Chesney, Lambert spread the love, fans spread the trash

In this April 3, 2016, file photo, Kenny Chesney performs in Las Vegas. (AP)

PITTSBURGH (AP)-One night after making his 2016 North Shore debut at the baseball field with Billy Joel, Kenny Chesney rocked the football field down the river Saturday night for the ninth time, on the Spread the Love Tour.

The party started at 1 p.m. when the parking lots opened and quickly filled with folding tables to spread the snacks and hold the beer pong games. It all looked a lot better going in than it did coming out, but more about that later.

The tailgating raged right through the sparsely attended set by Old Dominion, but all people missed was some tame country pop with a heavy supply of borrowed riffs and melodies. OD covered “Pink Houses,” prompting a chant of “U-S-A! U-S-A!” and offered the hit “Break Up With Him,” introduced as “This is the whole reason you know who we are — if you know who we are.” The people inside did anyway.

The tailgate also remained steady, judging by the crowd inside, through Sam Hunt, playing his first stadium show here. Having been a college quarterback (Middle Tennessee State and UAB) who had a tryout with the Kansas City Chiefs, Hunt knows his way around a stadium field. He came out wearing blue jeans and a gleaming white T-shirt and sneakers and bounced around while doing set of songs from his debut album, “Montevallo.”

He started pretty country with “Leave the Night On,” but the singer-songwriter, who has written songs for Chesney and Keith Urban, quickly crossed the country border, incorporating R&B and a hint of hip-hop on “Saturday Night” and “Single for the Summer.” He took it to the stands, sending fans rushing toward him, on the love song “Take Your Time” and the uptempo “House Party,” and then brought it to a guitar-heavy finale with “Break Up in a Small Town.”

Anyone who stayed outside for Miranda Lambert would have been crazy. Fortunately, everyone had to be out of the stadium lots by the time she went on. As she did opening for Jason Aldean last year at PNC Park, the sassy singer from Texas, all in black with platinum hair, did a show-stealing set.

Lambert ran the gamut from traditional country on “All Kinds of Kinds” to hard rock, banging a cowbell with her hair hanging in her face on her cover of Mountain’s “Mississippi Queen.” That was after she did Foghat’s “Slow Ride” and turned John Prine’s folky “That’s the Way That the World Goes ‘Round” into its own wild, rockin’ ride. She also did a shout to the revived Dixie Chicks with “Cowboy Take Me Away.”

On the softer side were the ballads “Over” and “Heart Like Mine,” featuring a surprise visit from Ashley Monroe and Angaleena Presley, her cohorts in Pistol Annies. The petite singer with the big voice brought the set to a boil with “Little Red Wagon,” “White Liar” and “Gunpowder & Lead.”

Chesney, wearing a Steelers helmet, greeted the estimated crowd of 40,000 (down from recent years) in an intro video and then hit the stage in a cowboy hat, tank-top and jeans, applying his golden baritone to “Beer in Mexico.” It was the first of many sing-along choruses, and it was also the first of many slick solos from his in-house guitar hero Kenny Greenberg.

“Is anybody alive in Pittsburgh tonight?” he shouted to a loud roar.
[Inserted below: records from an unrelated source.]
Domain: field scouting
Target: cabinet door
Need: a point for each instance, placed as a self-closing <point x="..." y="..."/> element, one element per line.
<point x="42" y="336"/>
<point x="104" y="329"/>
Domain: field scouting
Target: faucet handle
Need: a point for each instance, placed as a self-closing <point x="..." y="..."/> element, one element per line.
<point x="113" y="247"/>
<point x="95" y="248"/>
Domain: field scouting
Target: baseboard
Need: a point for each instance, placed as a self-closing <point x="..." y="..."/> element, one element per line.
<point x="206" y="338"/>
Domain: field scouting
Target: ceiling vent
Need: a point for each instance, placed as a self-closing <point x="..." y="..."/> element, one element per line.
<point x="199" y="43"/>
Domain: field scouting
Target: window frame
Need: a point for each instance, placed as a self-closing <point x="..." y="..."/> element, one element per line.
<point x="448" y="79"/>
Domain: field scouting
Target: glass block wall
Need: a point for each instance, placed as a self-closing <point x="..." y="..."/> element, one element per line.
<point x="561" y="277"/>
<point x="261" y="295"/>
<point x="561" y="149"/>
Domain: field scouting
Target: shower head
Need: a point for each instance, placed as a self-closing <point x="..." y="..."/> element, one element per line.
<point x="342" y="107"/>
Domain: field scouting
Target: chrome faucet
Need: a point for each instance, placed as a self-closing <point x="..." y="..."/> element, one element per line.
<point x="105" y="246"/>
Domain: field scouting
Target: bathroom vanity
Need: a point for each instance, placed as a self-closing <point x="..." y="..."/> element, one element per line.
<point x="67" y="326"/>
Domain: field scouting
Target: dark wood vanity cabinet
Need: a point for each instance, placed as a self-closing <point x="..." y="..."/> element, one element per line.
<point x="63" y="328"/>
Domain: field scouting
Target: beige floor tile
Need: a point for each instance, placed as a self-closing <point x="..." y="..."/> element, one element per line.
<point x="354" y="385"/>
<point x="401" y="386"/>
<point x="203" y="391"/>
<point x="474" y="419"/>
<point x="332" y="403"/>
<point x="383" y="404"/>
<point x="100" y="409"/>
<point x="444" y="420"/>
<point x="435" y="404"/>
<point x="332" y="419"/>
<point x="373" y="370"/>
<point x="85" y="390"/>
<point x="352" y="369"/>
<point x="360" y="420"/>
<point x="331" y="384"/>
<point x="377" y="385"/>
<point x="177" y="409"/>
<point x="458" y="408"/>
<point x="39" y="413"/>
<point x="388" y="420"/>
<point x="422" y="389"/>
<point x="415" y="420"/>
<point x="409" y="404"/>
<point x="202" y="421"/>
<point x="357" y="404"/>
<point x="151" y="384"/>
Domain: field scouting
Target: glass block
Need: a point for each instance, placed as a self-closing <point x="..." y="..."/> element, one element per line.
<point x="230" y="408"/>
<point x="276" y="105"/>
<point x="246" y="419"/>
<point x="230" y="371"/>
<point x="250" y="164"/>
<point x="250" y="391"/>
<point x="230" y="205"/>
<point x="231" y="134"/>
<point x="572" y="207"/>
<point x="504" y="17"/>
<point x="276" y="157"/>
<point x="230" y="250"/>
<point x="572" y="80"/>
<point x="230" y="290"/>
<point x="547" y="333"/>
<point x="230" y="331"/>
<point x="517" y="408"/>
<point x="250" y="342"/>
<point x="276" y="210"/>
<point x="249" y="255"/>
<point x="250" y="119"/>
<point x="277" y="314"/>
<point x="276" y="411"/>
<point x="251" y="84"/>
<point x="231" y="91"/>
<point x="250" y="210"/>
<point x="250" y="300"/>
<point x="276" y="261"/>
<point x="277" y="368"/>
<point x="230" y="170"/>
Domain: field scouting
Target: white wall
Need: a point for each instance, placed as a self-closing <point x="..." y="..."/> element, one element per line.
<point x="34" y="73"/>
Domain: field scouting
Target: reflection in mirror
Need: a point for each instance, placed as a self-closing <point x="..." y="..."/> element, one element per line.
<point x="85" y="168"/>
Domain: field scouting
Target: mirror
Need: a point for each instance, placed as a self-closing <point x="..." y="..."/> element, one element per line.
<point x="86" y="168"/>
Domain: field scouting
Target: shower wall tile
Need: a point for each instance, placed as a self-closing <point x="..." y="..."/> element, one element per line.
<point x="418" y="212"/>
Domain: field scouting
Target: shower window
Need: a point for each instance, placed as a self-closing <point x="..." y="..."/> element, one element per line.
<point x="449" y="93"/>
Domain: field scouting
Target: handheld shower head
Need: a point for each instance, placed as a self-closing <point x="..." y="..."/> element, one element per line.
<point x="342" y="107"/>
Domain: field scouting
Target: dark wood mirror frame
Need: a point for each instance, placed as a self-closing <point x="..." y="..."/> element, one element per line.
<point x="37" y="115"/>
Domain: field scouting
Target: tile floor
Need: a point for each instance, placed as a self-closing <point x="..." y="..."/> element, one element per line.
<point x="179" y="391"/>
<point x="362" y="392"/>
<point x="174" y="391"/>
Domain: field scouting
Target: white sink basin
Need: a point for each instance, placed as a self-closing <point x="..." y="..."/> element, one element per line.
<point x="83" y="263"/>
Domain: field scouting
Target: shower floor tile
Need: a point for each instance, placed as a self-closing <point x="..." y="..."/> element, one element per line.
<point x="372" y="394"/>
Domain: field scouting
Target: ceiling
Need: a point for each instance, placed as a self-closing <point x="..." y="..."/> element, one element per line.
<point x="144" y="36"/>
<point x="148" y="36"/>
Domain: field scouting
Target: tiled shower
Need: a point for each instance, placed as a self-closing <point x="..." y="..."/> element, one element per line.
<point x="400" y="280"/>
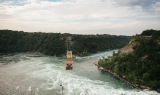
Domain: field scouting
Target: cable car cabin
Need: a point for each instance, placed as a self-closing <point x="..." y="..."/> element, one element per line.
<point x="69" y="65"/>
<point x="69" y="55"/>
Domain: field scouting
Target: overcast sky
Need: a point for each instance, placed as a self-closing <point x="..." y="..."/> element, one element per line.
<point x="115" y="17"/>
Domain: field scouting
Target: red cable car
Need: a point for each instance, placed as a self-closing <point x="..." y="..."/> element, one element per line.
<point x="69" y="64"/>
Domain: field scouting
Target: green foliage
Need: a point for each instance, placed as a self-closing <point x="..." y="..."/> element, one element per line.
<point x="55" y="43"/>
<point x="140" y="66"/>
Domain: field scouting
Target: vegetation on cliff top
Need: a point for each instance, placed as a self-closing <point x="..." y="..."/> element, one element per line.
<point x="55" y="43"/>
<point x="141" y="66"/>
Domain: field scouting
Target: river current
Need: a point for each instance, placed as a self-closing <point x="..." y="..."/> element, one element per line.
<point x="37" y="74"/>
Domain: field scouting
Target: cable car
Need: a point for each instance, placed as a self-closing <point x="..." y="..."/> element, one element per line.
<point x="69" y="61"/>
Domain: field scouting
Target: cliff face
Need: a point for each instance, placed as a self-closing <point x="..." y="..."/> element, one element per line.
<point x="138" y="61"/>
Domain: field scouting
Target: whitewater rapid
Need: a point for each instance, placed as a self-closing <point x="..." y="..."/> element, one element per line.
<point x="37" y="74"/>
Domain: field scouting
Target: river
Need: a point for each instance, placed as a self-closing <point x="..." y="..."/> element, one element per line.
<point x="38" y="74"/>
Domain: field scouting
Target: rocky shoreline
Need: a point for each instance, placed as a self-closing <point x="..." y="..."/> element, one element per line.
<point x="124" y="79"/>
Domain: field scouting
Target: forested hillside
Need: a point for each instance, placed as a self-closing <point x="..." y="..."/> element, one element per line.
<point x="55" y="43"/>
<point x="141" y="65"/>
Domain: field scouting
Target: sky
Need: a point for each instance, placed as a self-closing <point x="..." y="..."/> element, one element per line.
<point x="115" y="17"/>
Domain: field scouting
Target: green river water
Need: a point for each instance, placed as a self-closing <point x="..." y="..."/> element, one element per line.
<point x="37" y="74"/>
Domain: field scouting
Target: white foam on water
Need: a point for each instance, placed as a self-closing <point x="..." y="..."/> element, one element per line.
<point x="78" y="85"/>
<point x="43" y="75"/>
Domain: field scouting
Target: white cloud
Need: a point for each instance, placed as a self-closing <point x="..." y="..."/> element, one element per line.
<point x="76" y="16"/>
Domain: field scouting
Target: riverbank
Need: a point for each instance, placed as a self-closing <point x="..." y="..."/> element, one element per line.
<point x="124" y="79"/>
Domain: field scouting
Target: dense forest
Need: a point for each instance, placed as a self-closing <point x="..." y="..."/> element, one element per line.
<point x="141" y="66"/>
<point x="55" y="43"/>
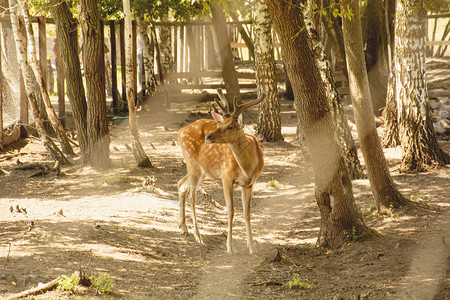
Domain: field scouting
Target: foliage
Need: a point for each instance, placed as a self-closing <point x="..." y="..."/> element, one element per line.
<point x="297" y="283"/>
<point x="115" y="179"/>
<point x="68" y="283"/>
<point x="103" y="284"/>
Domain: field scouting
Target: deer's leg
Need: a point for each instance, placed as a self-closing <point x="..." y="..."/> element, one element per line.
<point x="194" y="182"/>
<point x="228" y="193"/>
<point x="183" y="189"/>
<point x="246" y="204"/>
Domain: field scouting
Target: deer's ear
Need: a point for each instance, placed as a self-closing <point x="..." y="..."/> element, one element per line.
<point x="217" y="117"/>
<point x="240" y="120"/>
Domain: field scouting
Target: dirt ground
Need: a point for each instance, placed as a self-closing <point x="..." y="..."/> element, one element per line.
<point x="123" y="223"/>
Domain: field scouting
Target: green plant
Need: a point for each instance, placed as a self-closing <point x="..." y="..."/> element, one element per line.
<point x="68" y="283"/>
<point x="103" y="284"/>
<point x="376" y="214"/>
<point x="297" y="283"/>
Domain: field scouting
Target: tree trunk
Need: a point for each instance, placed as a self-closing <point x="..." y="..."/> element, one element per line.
<point x="56" y="123"/>
<point x="247" y="39"/>
<point x="376" y="47"/>
<point x="27" y="74"/>
<point x="165" y="46"/>
<point x="269" y="117"/>
<point x="66" y="32"/>
<point x="94" y="71"/>
<point x="417" y="136"/>
<point x="344" y="133"/>
<point x="340" y="219"/>
<point x="138" y="151"/>
<point x="228" y="69"/>
<point x="194" y="53"/>
<point x="148" y="57"/>
<point x="9" y="80"/>
<point x="390" y="132"/>
<point x="334" y="35"/>
<point x="383" y="188"/>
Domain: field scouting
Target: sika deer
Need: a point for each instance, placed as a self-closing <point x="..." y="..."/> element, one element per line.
<point x="221" y="150"/>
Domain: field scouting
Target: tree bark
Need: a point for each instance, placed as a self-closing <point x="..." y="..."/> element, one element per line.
<point x="390" y="132"/>
<point x="56" y="123"/>
<point x="94" y="71"/>
<point x="383" y="188"/>
<point x="66" y="32"/>
<point x="340" y="219"/>
<point x="269" y="117"/>
<point x="165" y="46"/>
<point x="9" y="79"/>
<point x="376" y="47"/>
<point x="344" y="133"/>
<point x="228" y="68"/>
<point x="27" y="74"/>
<point x="138" y="151"/>
<point x="416" y="132"/>
<point x="247" y="39"/>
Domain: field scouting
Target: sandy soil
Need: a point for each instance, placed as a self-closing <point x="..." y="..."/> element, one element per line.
<point x="123" y="223"/>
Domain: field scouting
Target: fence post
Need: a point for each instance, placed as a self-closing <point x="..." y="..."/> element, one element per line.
<point x="122" y="60"/>
<point x="60" y="85"/>
<point x="1" y="101"/>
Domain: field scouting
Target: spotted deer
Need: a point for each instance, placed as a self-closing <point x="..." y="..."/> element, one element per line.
<point x="221" y="150"/>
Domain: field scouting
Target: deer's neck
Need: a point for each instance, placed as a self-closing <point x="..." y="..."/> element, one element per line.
<point x="244" y="153"/>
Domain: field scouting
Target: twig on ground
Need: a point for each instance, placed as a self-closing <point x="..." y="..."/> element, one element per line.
<point x="286" y="254"/>
<point x="41" y="288"/>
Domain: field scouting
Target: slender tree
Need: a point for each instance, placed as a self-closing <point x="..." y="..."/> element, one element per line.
<point x="383" y="188"/>
<point x="66" y="32"/>
<point x="28" y="77"/>
<point x="344" y="133"/>
<point x="228" y="68"/>
<point x="165" y="45"/>
<point x="138" y="151"/>
<point x="334" y="195"/>
<point x="269" y="117"/>
<point x="416" y="133"/>
<point x="56" y="123"/>
<point x="94" y="71"/>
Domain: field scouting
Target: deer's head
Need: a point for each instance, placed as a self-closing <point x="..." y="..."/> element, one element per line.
<point x="230" y="123"/>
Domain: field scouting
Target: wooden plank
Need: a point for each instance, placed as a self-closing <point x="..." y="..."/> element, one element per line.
<point x="122" y="60"/>
<point x="443" y="15"/>
<point x="437" y="43"/>
<point x="339" y="76"/>
<point x="344" y="91"/>
<point x="197" y="23"/>
<point x="184" y="86"/>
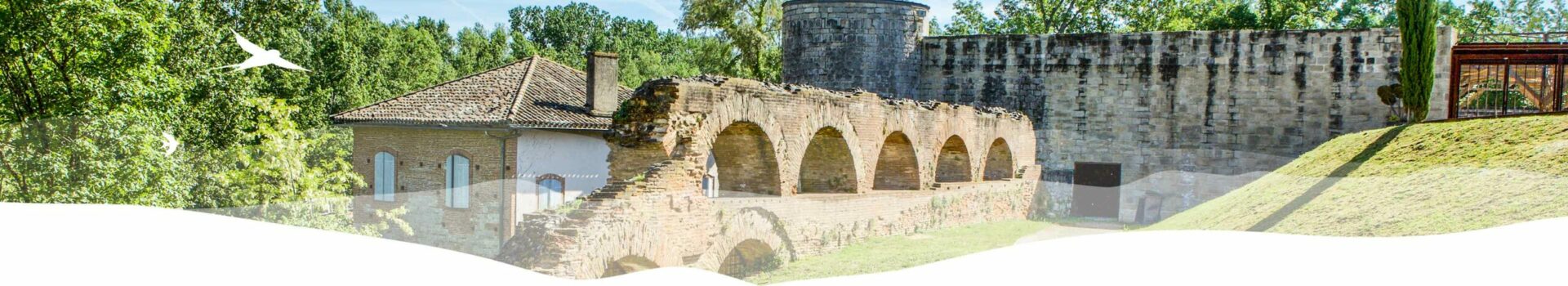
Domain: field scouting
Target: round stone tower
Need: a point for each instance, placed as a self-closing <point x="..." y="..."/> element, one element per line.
<point x="847" y="44"/>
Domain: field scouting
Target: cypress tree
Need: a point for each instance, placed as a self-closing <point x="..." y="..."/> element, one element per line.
<point x="1418" y="24"/>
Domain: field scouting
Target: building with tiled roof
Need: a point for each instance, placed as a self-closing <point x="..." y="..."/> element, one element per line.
<point x="532" y="93"/>
<point x="468" y="158"/>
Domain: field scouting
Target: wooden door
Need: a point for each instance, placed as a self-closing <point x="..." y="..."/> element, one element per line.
<point x="1097" y="189"/>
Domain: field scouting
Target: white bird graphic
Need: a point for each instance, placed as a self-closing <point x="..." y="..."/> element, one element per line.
<point x="259" y="57"/>
<point x="170" y="143"/>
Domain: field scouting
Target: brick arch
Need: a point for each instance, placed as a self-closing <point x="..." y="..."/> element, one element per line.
<point x="898" y="163"/>
<point x="746" y="159"/>
<point x="748" y="225"/>
<point x="1000" y="161"/>
<point x="826" y="165"/>
<point x="954" y="161"/>
<point x="748" y="258"/>
<point x="702" y="142"/>
<point x="806" y="129"/>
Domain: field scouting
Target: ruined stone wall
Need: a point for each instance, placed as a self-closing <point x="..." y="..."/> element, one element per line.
<point x="662" y="216"/>
<point x="847" y="44"/>
<point x="1194" y="102"/>
<point x="421" y="185"/>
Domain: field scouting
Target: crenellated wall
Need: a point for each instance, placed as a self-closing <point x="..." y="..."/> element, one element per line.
<point x="1192" y="102"/>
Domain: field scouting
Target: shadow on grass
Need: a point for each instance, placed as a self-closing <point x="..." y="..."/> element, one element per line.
<point x="1333" y="178"/>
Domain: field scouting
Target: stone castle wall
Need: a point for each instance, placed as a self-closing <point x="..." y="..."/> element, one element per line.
<point x="1192" y="102"/>
<point x="847" y="44"/>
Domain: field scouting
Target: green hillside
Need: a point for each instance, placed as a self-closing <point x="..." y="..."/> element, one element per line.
<point x="1428" y="178"/>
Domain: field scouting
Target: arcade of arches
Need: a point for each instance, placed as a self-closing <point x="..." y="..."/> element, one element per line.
<point x="741" y="177"/>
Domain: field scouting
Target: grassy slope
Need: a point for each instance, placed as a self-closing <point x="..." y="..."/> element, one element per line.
<point x="1421" y="180"/>
<point x="901" y="252"/>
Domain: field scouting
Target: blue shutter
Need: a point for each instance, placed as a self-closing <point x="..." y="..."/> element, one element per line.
<point x="385" y="180"/>
<point x="458" y="181"/>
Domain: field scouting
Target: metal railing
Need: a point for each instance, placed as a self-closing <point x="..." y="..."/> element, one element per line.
<point x="1535" y="37"/>
<point x="1506" y="79"/>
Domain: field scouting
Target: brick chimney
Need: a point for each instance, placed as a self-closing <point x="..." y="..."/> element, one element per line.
<point x="603" y="83"/>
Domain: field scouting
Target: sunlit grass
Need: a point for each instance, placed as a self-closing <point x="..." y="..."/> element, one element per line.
<point x="901" y="252"/>
<point x="1428" y="180"/>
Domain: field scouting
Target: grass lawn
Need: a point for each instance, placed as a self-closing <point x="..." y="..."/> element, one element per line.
<point x="901" y="252"/>
<point x="1428" y="178"/>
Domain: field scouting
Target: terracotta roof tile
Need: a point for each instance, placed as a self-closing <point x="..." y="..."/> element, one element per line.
<point x="529" y="93"/>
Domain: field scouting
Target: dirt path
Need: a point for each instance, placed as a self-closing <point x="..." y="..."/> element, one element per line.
<point x="1058" y="231"/>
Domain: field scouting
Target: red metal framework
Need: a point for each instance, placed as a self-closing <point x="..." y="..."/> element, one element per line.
<point x="1508" y="79"/>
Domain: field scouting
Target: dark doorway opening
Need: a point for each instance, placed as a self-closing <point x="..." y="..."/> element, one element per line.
<point x="1097" y="189"/>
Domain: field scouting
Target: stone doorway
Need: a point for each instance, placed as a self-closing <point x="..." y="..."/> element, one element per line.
<point x="1097" y="189"/>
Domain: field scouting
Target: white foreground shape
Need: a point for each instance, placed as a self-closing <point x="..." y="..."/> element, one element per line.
<point x="96" y="244"/>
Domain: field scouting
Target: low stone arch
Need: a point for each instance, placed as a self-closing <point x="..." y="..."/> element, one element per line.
<point x="627" y="265"/>
<point x="898" y="165"/>
<point x="1000" y="161"/>
<point x="746" y="161"/>
<point x="952" y="161"/>
<point x="828" y="163"/>
<point x="748" y="258"/>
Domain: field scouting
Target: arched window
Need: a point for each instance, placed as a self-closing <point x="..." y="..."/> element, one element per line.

Chesney ran the ramps like an excited kid, spreading the love on the usual feel-good summery hits “Til It’s Gone,” “Summertime,” “Pirate Flag,” the nostalgia-soaked “I Go Back” and the Buffett-y “No Shoes, No Shirt, No Problems.” Lighters, cellphones and blue lights lit up the stadium for “Anything But Mine,” a power ballad so endearing to the crowd they even obliged by singing the chorus “And in the morning I’m leaving/making my way back to Cleveland.”

It helped that he expressed his love for this town and its sports and its boats and its fans every couple tunes.

The set was close to last year’s, complete with “How Forever Feels” and the high-energy pairing of “Living in Fast Forward” and “Young.” He freshened the show with the new single “Noise” (which the fans are clearly on board with), Old Dominion’s help on “Save It for a Rainy Day” and Lambert’s gentle harmony on “You And Tequila.”

The end of the set brought the honky tonk with “Out Last Night,” his signature hit “She Thinks My Tractor’s Sexy,” climaxing like it was a song by The Who, and an explosive version of “Don’t Happen Twice.”

That explosiveness continued in the parking lots where pickup trucks crushed beer bottles that sent glass flying everywhere. No Shoes Nation needed combat boots to get through that. The fans who had to vacate the lots by 7 p.m. to go inside obviously didn’t have anyone standing over them to make them clean up. The trash was bad. Maybe not 2013 bad, but it was ugly Saturday night and it’s going to look even worse in the light of day.